Olumlu gelişme olmadı
Ancak, aradan geçen süre zarfında Genel Kurul'da kullanılan ifadelere bakıldığında, maalesef olumlu bir gelişme olmadığı, asla tasvip edilmeyecek ifadelerin hala kullanıldığını kaydeden Çiçek, "Milli mücadeleyi yürüten gazi Meclis'e ve aziz Türk Milletinin temsilcilerine yakışmayan bu ifadelerin Meclis’in, milletvekillerinin ve genel olarak siyaset kurumunun halk nezdindeki itibarını zedelediğini üzüntüyle müşahede ediyorum" dedi.
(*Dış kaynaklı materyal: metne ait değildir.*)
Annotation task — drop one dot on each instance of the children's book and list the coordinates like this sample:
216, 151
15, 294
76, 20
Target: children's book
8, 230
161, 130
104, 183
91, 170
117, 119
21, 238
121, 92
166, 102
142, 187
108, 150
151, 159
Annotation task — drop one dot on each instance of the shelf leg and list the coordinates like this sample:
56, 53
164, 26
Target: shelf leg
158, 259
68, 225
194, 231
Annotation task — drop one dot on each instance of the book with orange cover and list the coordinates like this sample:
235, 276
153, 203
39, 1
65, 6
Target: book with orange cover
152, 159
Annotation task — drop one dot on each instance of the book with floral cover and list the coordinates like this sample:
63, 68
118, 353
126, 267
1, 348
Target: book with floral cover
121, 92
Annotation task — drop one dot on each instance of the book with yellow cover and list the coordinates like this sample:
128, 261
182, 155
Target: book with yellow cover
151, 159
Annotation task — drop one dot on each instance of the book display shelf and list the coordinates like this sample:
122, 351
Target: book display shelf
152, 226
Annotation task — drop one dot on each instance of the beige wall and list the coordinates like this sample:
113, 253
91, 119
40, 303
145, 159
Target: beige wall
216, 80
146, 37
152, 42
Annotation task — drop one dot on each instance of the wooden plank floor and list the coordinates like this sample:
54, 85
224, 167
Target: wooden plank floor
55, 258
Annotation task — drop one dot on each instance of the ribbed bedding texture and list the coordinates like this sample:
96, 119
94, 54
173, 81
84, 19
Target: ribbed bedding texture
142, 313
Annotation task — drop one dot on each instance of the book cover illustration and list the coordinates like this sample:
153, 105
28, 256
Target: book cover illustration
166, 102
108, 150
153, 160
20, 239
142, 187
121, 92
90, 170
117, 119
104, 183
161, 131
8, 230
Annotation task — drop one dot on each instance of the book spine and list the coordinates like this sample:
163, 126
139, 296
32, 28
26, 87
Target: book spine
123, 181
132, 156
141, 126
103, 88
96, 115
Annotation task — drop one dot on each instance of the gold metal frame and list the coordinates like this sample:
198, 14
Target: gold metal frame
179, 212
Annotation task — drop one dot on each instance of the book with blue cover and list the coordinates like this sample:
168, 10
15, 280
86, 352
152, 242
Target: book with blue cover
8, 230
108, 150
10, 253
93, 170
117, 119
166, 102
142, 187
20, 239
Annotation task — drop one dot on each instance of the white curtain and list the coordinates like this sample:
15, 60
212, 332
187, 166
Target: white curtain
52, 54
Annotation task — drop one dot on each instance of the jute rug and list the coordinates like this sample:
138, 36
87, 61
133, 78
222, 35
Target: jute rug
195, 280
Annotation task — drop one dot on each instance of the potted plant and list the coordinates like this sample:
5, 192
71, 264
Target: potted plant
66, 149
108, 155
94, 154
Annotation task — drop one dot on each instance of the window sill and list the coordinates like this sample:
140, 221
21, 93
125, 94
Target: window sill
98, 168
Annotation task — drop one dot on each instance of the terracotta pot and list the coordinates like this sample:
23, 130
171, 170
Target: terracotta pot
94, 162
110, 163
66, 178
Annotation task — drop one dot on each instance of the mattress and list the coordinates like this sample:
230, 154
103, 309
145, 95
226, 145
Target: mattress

Bu beyanların sadece Meclis kürsüsünde kalmadığını, internet üzerinde de yapıldığını dile getiren Çiçek, bunların milletvekili sıfatıyla bağdaşmadığını kaydetti. Gelecek yasama yılında daha yapıcı bir üslubun Genel Kurul'a hakim olmasını temenni eden Çiçek, bu konuda herkesi göreve ve sorumluluğa çağırdı. Çiçek, Meclis'in, kaba sözlerin kullanıldığı mekanlar olamayacağına işaret ederek, "Meclis, eylemlerin yeri de değil" diye konuştu.
Yeni anayasa
TBMM Başkanı Çiçek, yeni anayasa çalışmalarını da değerlendirdi. Çiçek, "İnsan onurunu esas alan, hak ve özgürlüklerin standardını yükselterek onları teminat altına alacak olan, etkin ve verimli bir devlet hizmetini temin için, dengeleri iyi kurulmuş yeni bir anayasa hazırlamak milletimize taahhüdümüzdür. Bunun sorumluluğu omuzlarımızdadır, taahhüdümüzü yerine getirinceye kadar da omuzlarımızda durmaya devam edecektir. Anayasa toplumsal talep olmanın ötesinde zaruret haline gelmiştir" diye konuştu.
Çiçek, "Geldiğimiz nokta tatminkar değildir. 48 madde yerine mümkünse tamamında anlaşsaydık ama bu işin içerisine girdikçe ne kadar zor olduğunu hep beraber görüyoruz. Yapılan açıklamalar, değerlendirmeler işimizi de çok kolaylaştırmıyor" dedi.